The 40s, last year’s champions, wore the Milwaukee Brewers’ white pinstripe jerseys. The team’s baseball mitt emblem resembles a hand making a “four” symbol.
Jevon “Lil C Moe” Cobb, who served six years in federal prison for a bank robbery and is now a caseworker at a homeless shelter, rounds the bases with lightning speed, bringing a Type A intensity to the game. Jerry “Twin 2” Dorton, identical twin to Garry Dorton, is a heavyset power hitter, as is Will Edwards, who left prison in 2014 after serving 26 years for aiding and abetting second-degree murder and now works as a housing coordinator for domestic violence victims.
By the ninth inning, the 30s were ahead by several runs.
“We only need three outs. Play the hardest you ever played,” D-Mac urged his teammates as they huddled.
A fly to center, a line drive into a fielder’s mitt, then another fly to center — the 30s had captured the Crips softball crown.
D-Mac popped open a bottle of champagne and sprayed his teammates. Players from both teams exchanged high fives, murmuring, “Good game, good game.”
Spectators jubilantly posed for photos with the trophy, flashing gang signs — an “H” for Harlem Crips, a circular hand motion for “Rollin’,” a three and a zero for 30s.

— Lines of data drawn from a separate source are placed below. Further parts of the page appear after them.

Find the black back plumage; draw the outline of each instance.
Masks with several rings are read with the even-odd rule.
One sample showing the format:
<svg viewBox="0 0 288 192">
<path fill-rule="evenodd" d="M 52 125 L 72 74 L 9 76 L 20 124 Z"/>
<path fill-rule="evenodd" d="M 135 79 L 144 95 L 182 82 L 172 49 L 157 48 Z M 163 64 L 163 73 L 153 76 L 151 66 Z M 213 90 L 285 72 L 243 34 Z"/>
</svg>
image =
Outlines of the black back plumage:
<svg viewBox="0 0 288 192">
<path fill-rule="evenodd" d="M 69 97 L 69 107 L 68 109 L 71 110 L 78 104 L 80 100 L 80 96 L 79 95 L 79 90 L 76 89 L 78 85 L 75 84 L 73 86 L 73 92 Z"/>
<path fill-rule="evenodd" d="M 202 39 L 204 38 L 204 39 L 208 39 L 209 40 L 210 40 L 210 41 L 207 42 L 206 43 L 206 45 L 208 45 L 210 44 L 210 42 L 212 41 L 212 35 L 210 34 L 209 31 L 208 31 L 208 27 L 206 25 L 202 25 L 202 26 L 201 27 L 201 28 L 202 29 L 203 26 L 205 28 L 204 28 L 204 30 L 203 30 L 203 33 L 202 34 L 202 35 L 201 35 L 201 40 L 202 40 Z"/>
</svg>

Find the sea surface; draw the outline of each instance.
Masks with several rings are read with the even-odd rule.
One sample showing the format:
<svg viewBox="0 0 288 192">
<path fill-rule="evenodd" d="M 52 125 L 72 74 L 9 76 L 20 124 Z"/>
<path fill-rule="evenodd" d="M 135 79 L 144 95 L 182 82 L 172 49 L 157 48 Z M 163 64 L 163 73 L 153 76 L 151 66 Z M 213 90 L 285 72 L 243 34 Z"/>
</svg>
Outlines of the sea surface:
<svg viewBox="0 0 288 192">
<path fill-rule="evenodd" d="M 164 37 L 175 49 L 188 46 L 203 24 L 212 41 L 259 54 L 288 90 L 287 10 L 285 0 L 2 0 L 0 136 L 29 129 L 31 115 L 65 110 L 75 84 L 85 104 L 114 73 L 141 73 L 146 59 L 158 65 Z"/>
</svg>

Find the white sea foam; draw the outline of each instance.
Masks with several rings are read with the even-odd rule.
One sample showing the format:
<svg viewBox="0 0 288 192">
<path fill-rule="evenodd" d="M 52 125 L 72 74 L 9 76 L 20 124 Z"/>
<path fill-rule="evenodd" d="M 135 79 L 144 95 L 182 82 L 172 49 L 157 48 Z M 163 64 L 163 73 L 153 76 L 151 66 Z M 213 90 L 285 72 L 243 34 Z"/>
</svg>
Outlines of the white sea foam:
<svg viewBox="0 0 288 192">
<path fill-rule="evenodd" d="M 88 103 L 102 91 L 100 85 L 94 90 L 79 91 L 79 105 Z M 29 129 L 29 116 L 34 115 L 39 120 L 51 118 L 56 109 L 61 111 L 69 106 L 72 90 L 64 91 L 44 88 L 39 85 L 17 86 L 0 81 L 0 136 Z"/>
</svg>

Berniel “Blue” Garrett, 34, played on the 40s team this season until he was grazed by a bullet in a robbery.
“I figure that 90% to 95% of us have made negative choices,” said Garrett, a carpenter who has served time for robbery and fleeing from a peace officer. “We’re always judged by our pasts.”
As night fell, the two teams barbecued and drank together, riffing on who owned the territory around King Boulevard, until Torrance police officers arrived to break up the party.